Although the bridge was completed and opened to traffic in 1632, it was nevertheless opened in person 27 years later on October 19, 1659 by the young Louis XIV.
The Pont Neuf has survived all the floods of the Garonne since then, including the catastrophic flood of June 1875 that reached the crest of the arches.
The bridge is frequently illuminated at night, often in different colors.
Tip 4: Place du Capitol
Surrounded by large buildings, the Place du Capitol is located in the center of Toulouse. The square, which has been at the center of city life since ancient times, is still considered a popular meeting place among locals. Various events are held regularly and regional festivities are also celebrated here. The east of this Toulouse landmark is lined by the 128-meter majestic facade of the Capitol. Particularly beautiful to look at here is the alternating use of red brick and light-colored natural stone.
Since the 12th century, the city has been administered from this Capitol to this day. But besides the City Hall, the building also houses the National Theater. Visitors can admire here the eight columns of pink marble on the facade, its courtyard Henri IV and the magnificent paintings in the Salle des Illustres (Hall of the History of the City). Also worth seeing is the Tolosan Cross, cast in bronze in the center of the large square in front of the Capitol. At the ends of the net-like bronze bands, the twelve signs of the zodiac can also be seen in circles. For those who need a little break from sightseeing, cozy cafés or brasseries invite you to linger. Even the locals like to stop here and use the moment to read the newspaper or just relax.
Tip 5: Cité de l’espace
The Cité de l’espace (Space City) is a theme park in Toulouse, the European capital of aeronautics and space.
The Cité de l’espace, a space-themed park unique in Europe, and one of Toulouse’s most attractive attractions, opened in 1997. A mixture of theme park and Adventure Park, it offers discovery, fun and excitement for the whole family. From the solar system to our satellites to the latest space station, everything worth knowing about modern technology is presented in a wide variety of areas – and can often be tried out, too!
Even from a distance, you can see the lifelike replica of the Ariane V, which is 55 proud meters high, just like the real rocket. The Ariane towers above the park, which is generously laid out on 3.5 hectares and has 2000m 2 of exhibition space inside and outside to invite visitors.

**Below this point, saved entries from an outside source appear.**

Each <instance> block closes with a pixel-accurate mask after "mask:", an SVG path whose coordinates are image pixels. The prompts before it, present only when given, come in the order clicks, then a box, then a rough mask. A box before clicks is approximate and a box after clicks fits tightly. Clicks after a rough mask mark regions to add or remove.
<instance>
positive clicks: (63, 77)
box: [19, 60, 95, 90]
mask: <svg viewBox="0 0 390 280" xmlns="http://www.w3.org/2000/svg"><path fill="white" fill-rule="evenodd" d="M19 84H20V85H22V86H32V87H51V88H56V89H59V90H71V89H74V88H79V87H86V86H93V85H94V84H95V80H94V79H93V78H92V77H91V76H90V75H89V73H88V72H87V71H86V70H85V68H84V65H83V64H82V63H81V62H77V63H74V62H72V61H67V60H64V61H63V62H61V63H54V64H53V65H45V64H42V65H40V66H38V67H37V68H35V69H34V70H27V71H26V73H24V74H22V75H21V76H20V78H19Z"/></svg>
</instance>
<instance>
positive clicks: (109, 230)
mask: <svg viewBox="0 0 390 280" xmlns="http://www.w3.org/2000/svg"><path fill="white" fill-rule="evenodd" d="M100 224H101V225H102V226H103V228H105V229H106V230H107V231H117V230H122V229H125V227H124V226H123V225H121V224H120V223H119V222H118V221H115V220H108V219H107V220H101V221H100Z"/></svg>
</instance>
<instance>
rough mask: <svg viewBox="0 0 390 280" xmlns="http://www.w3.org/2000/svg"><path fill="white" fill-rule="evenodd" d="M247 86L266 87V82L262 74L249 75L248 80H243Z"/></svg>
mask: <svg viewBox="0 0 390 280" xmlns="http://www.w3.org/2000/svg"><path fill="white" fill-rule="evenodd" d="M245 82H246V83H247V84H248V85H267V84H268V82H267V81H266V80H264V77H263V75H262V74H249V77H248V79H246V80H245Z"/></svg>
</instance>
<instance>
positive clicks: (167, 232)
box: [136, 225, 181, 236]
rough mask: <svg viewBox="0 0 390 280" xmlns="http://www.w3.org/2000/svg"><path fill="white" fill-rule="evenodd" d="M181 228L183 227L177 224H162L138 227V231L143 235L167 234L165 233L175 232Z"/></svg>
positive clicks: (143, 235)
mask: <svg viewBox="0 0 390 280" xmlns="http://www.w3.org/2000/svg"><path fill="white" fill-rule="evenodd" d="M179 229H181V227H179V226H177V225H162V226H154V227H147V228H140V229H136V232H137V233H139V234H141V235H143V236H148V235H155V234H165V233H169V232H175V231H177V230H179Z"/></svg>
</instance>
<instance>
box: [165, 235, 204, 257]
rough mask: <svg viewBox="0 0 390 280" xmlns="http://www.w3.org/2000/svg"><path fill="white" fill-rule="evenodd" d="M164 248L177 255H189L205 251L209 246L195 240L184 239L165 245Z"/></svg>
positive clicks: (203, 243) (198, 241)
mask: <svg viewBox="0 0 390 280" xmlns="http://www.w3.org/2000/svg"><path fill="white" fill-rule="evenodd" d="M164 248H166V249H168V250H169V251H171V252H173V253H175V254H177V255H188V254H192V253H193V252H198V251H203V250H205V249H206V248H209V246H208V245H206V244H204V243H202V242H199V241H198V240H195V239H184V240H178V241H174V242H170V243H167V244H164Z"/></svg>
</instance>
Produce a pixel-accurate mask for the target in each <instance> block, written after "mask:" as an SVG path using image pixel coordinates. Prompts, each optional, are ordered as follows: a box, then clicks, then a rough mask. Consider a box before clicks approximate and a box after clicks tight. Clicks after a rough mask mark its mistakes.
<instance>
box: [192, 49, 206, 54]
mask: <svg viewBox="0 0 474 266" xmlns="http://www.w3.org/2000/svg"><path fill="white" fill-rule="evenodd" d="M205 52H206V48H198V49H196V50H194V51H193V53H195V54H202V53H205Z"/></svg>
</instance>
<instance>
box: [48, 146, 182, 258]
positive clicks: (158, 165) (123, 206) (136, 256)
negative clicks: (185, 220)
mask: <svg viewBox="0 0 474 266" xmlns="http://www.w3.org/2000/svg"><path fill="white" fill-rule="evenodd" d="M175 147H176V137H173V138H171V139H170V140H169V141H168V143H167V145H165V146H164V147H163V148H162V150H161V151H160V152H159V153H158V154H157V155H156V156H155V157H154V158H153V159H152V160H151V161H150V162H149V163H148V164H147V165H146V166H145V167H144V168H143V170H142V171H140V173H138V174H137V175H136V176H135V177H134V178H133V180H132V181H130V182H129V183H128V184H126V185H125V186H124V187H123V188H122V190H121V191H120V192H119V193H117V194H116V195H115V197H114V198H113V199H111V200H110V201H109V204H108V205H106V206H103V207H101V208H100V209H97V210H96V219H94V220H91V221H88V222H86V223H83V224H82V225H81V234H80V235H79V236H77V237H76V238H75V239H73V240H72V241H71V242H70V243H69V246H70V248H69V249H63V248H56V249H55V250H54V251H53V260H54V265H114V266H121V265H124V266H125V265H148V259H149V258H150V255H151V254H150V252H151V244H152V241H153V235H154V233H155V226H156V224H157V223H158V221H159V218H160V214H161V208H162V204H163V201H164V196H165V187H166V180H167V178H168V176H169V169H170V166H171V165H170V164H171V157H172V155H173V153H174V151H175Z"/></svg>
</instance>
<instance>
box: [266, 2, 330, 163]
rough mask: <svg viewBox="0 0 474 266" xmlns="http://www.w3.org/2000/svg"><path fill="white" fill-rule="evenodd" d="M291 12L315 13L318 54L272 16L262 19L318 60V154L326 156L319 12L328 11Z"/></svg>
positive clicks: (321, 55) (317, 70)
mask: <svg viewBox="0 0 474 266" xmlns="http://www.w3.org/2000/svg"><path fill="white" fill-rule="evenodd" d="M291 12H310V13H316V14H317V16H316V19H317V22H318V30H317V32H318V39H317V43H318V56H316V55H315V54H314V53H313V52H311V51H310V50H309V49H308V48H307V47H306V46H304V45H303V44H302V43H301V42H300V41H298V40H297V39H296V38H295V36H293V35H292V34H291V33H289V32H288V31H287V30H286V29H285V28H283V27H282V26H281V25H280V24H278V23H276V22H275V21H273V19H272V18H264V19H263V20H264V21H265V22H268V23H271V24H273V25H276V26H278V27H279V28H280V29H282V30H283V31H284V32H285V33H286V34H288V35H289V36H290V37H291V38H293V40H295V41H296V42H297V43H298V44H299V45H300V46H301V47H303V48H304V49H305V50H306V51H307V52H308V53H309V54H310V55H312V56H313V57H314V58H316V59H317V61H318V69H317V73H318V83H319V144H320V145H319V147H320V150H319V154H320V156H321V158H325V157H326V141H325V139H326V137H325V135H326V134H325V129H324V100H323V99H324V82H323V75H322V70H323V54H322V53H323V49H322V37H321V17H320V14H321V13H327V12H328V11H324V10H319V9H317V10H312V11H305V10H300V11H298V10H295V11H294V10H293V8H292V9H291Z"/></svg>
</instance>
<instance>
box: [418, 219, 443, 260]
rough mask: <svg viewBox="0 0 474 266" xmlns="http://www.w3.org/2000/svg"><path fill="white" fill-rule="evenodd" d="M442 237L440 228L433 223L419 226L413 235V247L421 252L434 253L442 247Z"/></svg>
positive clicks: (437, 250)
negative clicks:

In the main exhibition building, visitors can discover the evolution of the conquest of space and follow the progress of research. Interactive systems vividly illustrate how satellites are built and launched, how weather forecasting works, how telecommunications makes life easier and how the pioneers of all these fields made their inventions. Ariane V and a model of MIR modules show in detail the daily life of cosmonauts.
An IMAX cinema with a film made by the astronauts of the ISS, a planetarium, and a world hemisphere in which you can travel back in time thanks to a three-dimensional video projection and follow the evolution of the Earth from the Big Bang to the present are among the main attractions.